Computer Laboratory

Course pages 2017–18

Security

Principal lecturer: Dr Markus Kuhn
Taken by: Part IB CST 75%
Past exam questions

No. of lectures: 12
Suggested hours of supervisions: 3
Prerequisite courses: Operating Systems; Computer Networking; Programming in C; Unix Tools (recommended)

Aims

This course provides an overview of technical measures commonly used to enforce security policies, to protect networked and multi-user information systems against malicious user activity, mainly at the level of operating systems and network protocols. It also discusses common security concepts and pitfalls for application programmers and system architects, and strategies for exploiting and mitigating the resulting vulnerabilities.

Lectures

  • Introduction. Malicious intent: safety vs. security engineering. Security policies, targets, mechanisms. Aspects of confidentiality, integrity, availability, privacy. Requirements across different applications.

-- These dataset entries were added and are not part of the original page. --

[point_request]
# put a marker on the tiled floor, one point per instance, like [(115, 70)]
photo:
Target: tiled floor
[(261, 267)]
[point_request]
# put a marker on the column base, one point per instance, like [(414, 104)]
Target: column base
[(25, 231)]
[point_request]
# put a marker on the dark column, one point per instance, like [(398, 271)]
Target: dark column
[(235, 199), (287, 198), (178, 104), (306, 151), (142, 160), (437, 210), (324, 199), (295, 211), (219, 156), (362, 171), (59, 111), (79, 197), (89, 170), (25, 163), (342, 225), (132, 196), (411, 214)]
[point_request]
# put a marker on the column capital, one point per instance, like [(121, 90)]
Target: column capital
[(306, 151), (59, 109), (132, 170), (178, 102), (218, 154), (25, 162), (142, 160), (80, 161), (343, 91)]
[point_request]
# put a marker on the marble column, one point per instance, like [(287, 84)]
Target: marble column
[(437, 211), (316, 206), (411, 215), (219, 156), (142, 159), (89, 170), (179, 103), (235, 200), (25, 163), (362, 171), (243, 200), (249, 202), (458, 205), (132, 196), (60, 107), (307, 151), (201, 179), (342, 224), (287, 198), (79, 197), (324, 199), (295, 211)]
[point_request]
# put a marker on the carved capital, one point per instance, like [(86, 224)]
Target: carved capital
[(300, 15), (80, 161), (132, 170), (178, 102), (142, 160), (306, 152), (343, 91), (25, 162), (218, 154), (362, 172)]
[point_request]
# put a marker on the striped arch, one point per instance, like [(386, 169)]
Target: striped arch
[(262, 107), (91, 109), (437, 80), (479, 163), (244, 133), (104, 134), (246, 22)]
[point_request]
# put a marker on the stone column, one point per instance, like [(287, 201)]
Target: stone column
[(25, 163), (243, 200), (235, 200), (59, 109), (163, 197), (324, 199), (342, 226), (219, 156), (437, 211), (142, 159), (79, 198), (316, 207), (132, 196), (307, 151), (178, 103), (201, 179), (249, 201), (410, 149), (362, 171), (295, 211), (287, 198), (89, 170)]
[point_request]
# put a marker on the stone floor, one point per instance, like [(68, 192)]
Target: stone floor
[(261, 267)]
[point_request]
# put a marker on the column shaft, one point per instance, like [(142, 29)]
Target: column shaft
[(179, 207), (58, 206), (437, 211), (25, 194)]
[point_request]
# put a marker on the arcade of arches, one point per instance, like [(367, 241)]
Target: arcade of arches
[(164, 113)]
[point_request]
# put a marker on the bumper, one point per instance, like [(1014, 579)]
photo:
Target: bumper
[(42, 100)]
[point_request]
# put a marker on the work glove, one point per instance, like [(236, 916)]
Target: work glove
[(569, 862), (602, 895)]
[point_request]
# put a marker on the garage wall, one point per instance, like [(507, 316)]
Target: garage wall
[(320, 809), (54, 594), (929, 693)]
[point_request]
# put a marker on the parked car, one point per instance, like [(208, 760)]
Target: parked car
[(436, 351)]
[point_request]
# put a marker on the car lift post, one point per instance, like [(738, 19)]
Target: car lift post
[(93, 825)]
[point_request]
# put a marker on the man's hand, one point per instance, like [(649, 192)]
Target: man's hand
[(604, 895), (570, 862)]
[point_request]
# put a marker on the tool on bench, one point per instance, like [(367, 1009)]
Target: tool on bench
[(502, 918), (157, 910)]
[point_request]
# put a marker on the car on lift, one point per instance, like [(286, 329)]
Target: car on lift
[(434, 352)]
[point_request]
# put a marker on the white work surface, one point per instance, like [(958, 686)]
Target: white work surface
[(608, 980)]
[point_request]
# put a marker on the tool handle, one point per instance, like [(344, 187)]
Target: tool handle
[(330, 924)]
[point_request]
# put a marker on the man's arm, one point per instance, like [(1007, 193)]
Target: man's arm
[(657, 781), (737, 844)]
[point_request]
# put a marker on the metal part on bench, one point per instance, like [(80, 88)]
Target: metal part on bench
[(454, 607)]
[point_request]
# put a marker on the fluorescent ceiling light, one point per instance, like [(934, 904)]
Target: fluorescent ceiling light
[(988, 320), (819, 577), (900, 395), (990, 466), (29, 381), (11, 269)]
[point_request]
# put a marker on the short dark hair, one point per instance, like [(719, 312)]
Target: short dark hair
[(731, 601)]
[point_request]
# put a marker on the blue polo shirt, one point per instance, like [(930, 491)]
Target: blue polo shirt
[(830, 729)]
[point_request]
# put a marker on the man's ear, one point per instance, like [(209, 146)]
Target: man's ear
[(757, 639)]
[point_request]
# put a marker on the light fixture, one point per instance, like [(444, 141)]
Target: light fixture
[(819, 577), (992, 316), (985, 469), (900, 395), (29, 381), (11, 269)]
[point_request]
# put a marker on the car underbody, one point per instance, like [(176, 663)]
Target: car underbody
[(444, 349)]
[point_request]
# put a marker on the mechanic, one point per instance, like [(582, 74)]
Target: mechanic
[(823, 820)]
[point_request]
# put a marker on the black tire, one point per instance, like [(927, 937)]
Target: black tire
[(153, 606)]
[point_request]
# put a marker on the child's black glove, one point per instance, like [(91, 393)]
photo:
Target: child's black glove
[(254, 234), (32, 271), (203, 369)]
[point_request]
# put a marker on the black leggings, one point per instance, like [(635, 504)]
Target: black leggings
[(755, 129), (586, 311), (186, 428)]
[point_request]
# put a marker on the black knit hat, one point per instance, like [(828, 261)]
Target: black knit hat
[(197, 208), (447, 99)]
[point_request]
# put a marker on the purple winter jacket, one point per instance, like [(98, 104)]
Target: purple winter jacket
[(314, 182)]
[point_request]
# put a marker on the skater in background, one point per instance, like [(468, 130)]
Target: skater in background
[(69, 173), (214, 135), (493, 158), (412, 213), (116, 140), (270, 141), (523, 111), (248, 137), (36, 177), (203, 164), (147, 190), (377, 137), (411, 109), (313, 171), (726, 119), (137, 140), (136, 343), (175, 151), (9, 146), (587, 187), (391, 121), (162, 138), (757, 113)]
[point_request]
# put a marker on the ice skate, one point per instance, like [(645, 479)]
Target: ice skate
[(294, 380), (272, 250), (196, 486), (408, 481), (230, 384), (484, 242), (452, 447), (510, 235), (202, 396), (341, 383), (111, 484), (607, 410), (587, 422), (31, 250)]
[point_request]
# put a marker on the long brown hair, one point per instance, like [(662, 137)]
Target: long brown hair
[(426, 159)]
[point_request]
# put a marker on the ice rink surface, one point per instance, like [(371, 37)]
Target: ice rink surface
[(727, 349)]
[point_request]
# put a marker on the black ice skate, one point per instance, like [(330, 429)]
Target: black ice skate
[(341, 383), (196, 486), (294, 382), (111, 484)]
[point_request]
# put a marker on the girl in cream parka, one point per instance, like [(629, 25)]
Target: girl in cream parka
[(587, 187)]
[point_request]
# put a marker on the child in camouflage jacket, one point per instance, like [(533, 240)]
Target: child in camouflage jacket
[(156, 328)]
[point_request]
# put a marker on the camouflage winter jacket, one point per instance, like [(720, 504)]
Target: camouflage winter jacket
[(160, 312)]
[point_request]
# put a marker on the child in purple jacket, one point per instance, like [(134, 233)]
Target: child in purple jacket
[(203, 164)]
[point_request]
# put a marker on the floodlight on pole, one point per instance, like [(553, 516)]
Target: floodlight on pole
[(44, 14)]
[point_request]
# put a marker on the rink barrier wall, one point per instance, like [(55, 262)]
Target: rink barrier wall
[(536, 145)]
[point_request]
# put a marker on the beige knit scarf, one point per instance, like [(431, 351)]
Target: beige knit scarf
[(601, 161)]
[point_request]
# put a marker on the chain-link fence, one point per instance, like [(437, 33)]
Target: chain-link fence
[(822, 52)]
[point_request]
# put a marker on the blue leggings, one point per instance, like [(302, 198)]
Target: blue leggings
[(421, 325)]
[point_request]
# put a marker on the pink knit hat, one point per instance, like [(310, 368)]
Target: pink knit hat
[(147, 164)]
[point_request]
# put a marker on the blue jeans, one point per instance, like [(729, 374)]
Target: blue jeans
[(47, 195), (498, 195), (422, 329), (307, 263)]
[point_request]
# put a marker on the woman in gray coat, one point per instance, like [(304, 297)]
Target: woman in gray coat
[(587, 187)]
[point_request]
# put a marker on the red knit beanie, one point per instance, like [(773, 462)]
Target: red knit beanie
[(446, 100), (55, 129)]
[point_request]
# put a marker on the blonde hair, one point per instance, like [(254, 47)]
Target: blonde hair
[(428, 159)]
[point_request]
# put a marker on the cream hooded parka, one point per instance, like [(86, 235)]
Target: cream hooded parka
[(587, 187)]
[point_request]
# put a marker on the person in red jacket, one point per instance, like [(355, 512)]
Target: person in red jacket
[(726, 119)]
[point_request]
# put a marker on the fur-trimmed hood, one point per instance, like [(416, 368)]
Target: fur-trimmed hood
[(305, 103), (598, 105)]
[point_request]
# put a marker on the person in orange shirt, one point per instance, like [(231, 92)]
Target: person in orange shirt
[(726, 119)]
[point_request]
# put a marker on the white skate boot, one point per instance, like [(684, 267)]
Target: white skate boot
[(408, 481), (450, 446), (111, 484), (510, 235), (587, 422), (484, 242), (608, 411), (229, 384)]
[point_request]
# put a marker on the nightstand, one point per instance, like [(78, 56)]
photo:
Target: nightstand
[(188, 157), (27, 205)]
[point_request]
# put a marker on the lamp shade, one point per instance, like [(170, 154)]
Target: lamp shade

  • Operating-system security overview. Access-control matrix, trusted computing base, domain separation, CPU modes, system calls, residual information protection, virtual machines. [0.5 lecture]

  • POSIX discretionary access control. User and group databases and identifiers, file permission modes, ownership rights, sticky bit, group inheritance, set-uid, elevation of privileges, root user, NFS root squash, chroot, POSIX.1e ACLs.

  • Windows discretionary access control. NTFS access rights, security identifiers, access-control entries and lists, inheritance, services, auditing, NFSv4 ACLs.

  • Linux-specific mechanisms. PAM, LSM, Linux capabilities, AppArmor, seccomp, eBPF, audit, cgroups, namespaces, containers.

  • Running untrusted code. Mandatory access control, covert channels, SELinux, type enforcement, iOS/macOS/Android app-store sandboxes, capabilities.

  • Software vulnerabilities. buffer/integer overflows, ASLR, metacharacter vulnerabilities: shell and SQL injection, side channels, race conditions, environmental exploits, fuzzing.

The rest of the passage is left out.